Another guy comes in to buy condoms, and gets sent to Sophie in aisle 4. Sophie grabs him and yells, "Large!" The guy struts over to the register, pays, and leaves.

A high school kid comes in to buy condoms.

"What size?" The kid embarassedly says "I've never done this before. I don't know what size." The clerk sends him over to Sophie in aisle 4. She grabs him and yells "Clean up in aisle 4!"

Senior Chief Moderator II
Posts: 941
(7/25/01 1:10:41 pm)
| Del
Re: God I love fishing!
Subject: A Fish Story

A priest took a sabbatical to a fishing lodge. On the last day of his trip he hooked a monster fish and proceeded to reel it in. The guide,holding a net, yelled "Look at the size of that Son of a Bitch!"

"Son, I'm a priest. Your language is uncalled for!"

"No, Father, that's what kind of fish it is. A Son of a Bitch fish! "

"Really? Well, help me land this Son of a Bitch!"

Once in the boat, they marveled at the monster. "Father, that is the biggest Son of a Bitch I've ever seen." "Yes, it is a big Son of a Bitch.

What should I do with it?" "Why eat it of course. You've never tasted anything as good as that Son of a Bitch!"

Elated, the priest headed home to the church. While unloading his gear and his prize catch, Sister Mary inquired about his trip. "Take a look at this big Son of a Bitch I caught!"

Sister Mary gasped and clutched her rosary, "Father!"

"It's ok Sister. That's what kind of fish it is. A Son of a Bitch

"Oh, well then, what are you going to do with that big Son of
a Bitch?"

"Why, eat it of course.
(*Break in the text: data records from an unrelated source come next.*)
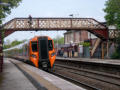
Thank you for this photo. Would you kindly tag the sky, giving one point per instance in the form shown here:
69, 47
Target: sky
55, 8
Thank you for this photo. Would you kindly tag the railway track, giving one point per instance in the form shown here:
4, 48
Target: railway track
97, 80
91, 80
87, 86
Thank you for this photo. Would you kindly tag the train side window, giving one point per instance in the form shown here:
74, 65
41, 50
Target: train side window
34, 46
50, 45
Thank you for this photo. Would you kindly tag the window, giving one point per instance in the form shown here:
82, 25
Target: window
34, 46
50, 45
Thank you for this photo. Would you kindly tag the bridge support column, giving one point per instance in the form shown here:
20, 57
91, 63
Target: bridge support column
1, 52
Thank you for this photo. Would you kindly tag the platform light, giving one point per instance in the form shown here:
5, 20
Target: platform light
4, 4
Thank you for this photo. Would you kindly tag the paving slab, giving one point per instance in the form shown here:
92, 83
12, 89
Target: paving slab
13, 79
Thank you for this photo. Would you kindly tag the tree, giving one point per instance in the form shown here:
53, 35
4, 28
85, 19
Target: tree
5, 10
112, 11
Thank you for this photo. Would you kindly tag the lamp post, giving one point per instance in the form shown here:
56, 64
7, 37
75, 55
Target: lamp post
4, 4
1, 39
71, 15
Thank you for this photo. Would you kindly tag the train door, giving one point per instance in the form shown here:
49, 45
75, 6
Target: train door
43, 51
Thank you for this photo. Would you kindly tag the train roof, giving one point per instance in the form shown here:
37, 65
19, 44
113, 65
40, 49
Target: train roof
20, 45
17, 46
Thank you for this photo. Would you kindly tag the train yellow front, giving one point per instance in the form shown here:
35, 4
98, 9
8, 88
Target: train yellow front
39, 50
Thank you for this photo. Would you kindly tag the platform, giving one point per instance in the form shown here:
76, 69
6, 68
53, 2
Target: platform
13, 79
93, 60
44, 80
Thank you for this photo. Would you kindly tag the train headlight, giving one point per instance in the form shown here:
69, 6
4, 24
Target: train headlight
52, 54
34, 56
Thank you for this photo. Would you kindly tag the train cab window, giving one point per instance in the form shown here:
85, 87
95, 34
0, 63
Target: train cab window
50, 45
34, 46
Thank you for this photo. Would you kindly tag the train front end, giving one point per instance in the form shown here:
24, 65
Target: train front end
45, 55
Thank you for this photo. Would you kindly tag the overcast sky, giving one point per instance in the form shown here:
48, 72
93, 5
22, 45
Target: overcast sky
55, 8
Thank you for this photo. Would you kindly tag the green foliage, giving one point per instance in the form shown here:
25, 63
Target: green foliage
86, 44
112, 11
5, 10
60, 40
12, 44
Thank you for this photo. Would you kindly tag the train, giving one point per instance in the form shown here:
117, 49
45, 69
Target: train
39, 51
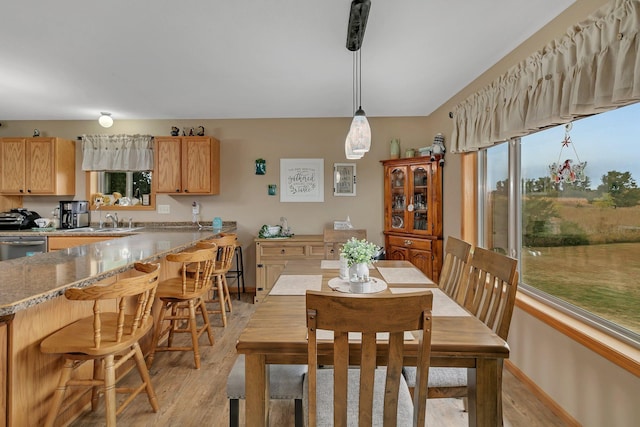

The guide said nothing compares to the taste of a Son of a Bitch."

The Sister informed the priest that the Pope was scheduled to visit in a few days and that they should fix the Son of a Bitch for dinner. "I'll even clean the Son of a Bitch," she said.

As she was cleaning the huge fish, the Friar walked in. "What are you doing Sister?"

"Father wants me to clean this big Son of a Bitch for the Pope's dinner."

"Sister! I'll clean it if you're so upset! Please watch your

"No, no, no. It's called a Son of a Bitch fish."

"Really? Oh well, in that case, I'll fix up a great meal and that Sonof aBitch can be the main course! Let me know when you've finished cleaning that Son of a Bitch."

On the night of the Pope's visit, everything was perfect. The Friar had prepared an excellent meal. There was wine, and the fish was excellent.

The Pope said, "This is great fish, where did you get it?"

"I caught the Son of a Bitch!" proclaimed the proud priest. The
Pope's eyes opened wide, but he said nothing.

"And I cleaned the Son of a Bitch!" exclaimed the sister. The Pope sat silent in disbelief.

And the friar added, "And I prepared the Son of a Bitch, using a special recipe!" The Pope looked at each of them. Slowly a big smile crept across his face.

"You fuckers are alright!!"

>> >

V.I.P. Member
Posts: 137
(7/25/01 1:36:45 pm)
| Del Re: God I love fishing!
ok,,if religious jokes are allright,,,

A priest and a nun are on the golf course. At the 10th hole, the priest needs a 12 foot putt for par. He putts and misses.
" Ah, F--k!", he mutters.
"Father," says the nun, "watch your language"
"Sorry," he replys.
They play on. She is ahead of him by a stroke when they get to the 14th. Here he has a 8 foot putt for par. He putts and misses again!
"Ah, F--k!!" he exclaims, a bit louder this time.
"Father" says the nun, "God will punish you if you continue to use that language.
"Sorry" he responds, again.
Now they are on the 18th. He has caught up with the nun and only needs a 2 foot putt for a birdy and to beat her. He putts, the ball rolls around the hole, and off to the side.
"Ah, F--K!!!!" he yells, loudly this time.
Suddenly, a bolt of lightening comes down out of the sky. It strikes the nun, knocking her dead. The priest looks up at the sky, sees the clouds roll back, hears a great rumble, then;
"AH, F--K!!!"

Posts: 1549
(7/25/01 3:41:16 pm)
| Del Re: God I love fishing!
Great jokes you guys!

Rons Toys,

Love the butcher dance joke.

V.I.P. Member
Posts: 437
(7/26/01 7:59:48 am)
| Del How much did you get, Homer?
I bet Homer got a fortune for this one!